La décision de se séparer s’est imposée en cours de route, après des frictions et des insultes au sein de la «caravane» initiale, ont raconté des participants. «A chaque étape où que nous arrivions, la communauté LGBTQ était la dernière à être prise en compte. Dès lors, notre but a été de changer ça. On s’est dit: cette fois on sera les premiers», a expliqué Carlos Mejia, un Hondurien. Une ONG texane, RAICES, a donné un coup de main au groupe en finançant des billets de bus, des points de chute et une aide juridique.

«Classe persécutée»
La plupart des migrants LGBT a l’intention de demander l’asile aux Etats-Unis en tant que «classe persécutée», tout en étant conscients que ce sera un nouveau combat à mener, compte tenu de la rhétorique enflammée du président Trump. Nehemias, par exemple, a tenu à emporter avec lui des documents qui prouvent que sa vie était en danger dans son pays, le Guatemala. Un renvoi «serait une sentence de mort», plaide-t-il. «On fuit un pays où il y a beaucoup de crimes commis contre nous», explique pour sa part une femme trans.

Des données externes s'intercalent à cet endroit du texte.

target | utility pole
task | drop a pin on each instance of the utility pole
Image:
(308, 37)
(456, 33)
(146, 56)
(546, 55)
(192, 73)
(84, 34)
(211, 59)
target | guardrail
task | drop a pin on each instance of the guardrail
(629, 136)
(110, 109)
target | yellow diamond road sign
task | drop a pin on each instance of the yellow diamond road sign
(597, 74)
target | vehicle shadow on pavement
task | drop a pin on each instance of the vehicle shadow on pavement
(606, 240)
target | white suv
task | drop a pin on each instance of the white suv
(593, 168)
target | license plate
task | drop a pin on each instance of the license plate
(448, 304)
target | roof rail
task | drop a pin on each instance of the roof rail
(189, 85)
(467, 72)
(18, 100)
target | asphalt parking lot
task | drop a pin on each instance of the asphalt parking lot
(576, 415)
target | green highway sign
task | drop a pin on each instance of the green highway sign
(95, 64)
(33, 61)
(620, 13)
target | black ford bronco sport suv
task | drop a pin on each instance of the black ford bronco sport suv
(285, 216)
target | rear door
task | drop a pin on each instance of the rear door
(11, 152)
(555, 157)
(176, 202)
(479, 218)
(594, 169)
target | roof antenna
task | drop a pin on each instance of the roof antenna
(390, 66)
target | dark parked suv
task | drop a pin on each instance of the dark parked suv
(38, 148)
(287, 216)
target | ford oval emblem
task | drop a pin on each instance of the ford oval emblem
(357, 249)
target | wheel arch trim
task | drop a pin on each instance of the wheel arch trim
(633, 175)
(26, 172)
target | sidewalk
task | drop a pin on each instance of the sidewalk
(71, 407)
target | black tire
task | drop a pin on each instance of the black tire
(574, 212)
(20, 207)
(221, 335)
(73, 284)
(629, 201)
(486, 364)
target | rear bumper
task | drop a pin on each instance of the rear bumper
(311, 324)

Le groupe n’a pas été accueilli à bras ouvert par les résidents des quartiers balnéaires, plutôt cossus, de Tijuana. Ils expriment leur mécontentement face à ces nouveaux voisins. Un garde cité par le «Wahington Post» rapporte avoir vu des résidents tambourinant sur les portes d’une maison louée par le groupe LGBT, en criant des slogans hostiles. Les migrants seraient aussi harcelés et insultés dans la rue. «C’est tellement ridicule, dit-il. Cela fait des années que nous avons des migrations; tout ce que ces gens veulent c’est d’aller au Etats-Unis. Ils veulent vivre quelque chose de mieux.»